We use elements of reggaetón,” says Residente, “but we also get far away from it. And on the new CD, we get even farther away.”
Which begs the question: What kind of music is Calle 13 playing? Is it pop, urban, Latin hip-hop, a mix, or something altogether different? Ask them who their musical heroes are, and you begin to find the answer.
“I can tell you three artists that are important to me right away,” says Residente, once again animated: “Bjork, because her presentation is so powerful, it’s almost like she doesn’t even have to sing. She’s as amazing visually and in terms of her presence, as she is vocally; Rubén Blades, because of the trajectory of his career, how he did so much with salsa, that what he was playing in the end couldn’t even be called salsa anymore, and also for the way he could be saying something really heavy, but have all the people dancing to it and loving it and not bored; and Madonna for how she embraced the homosexual community, how she challenged sexual taboos with her music, and how she continued to reinvent herself to this day.”
“Me?” asks Visitante, looking up from his beret. “I’ve said it 50,000 times, but I’ll say it again: I really admire Gustavo Santaolalla.
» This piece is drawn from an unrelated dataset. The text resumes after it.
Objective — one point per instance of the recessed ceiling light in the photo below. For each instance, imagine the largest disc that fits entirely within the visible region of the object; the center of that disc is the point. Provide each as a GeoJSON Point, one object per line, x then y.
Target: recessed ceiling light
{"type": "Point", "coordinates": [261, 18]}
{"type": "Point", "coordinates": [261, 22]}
The guy’s amazing. He can be in the middle of working on a movie score, for example, and still be out there enough to get mixed up with us.”
“What we are really playing is closer to alternative music,” Residente says. “Latinos are just starting to step into that area of music and filling it out. For example, you have artists who rap, but are playing rock, and so the lyrics, the approach, are totally different, than traditional rap music.”
How far Calle 13 are willing to drift from the viscerally satisfying, but at times monotonously repetitive reggaetón beat, as they follow in the path of their musical influences—all of which are known for defying categorization, as well as the sort of extreme versatility that becomes reinvention—will only be known with the release of their new CD. If the new track La Crema, from that CD, and now available on their website, is any example, we are in for more sudden and satisfying surprises.
It is hard to imagine Calle 13 producing a more robustly lyrical and rhythmically engaging CD than the seamless mix of words and jams they’ve already created, and this even as they worked within reggaetón’s constraints. But the pair is promising just that, and the new CD is out this month.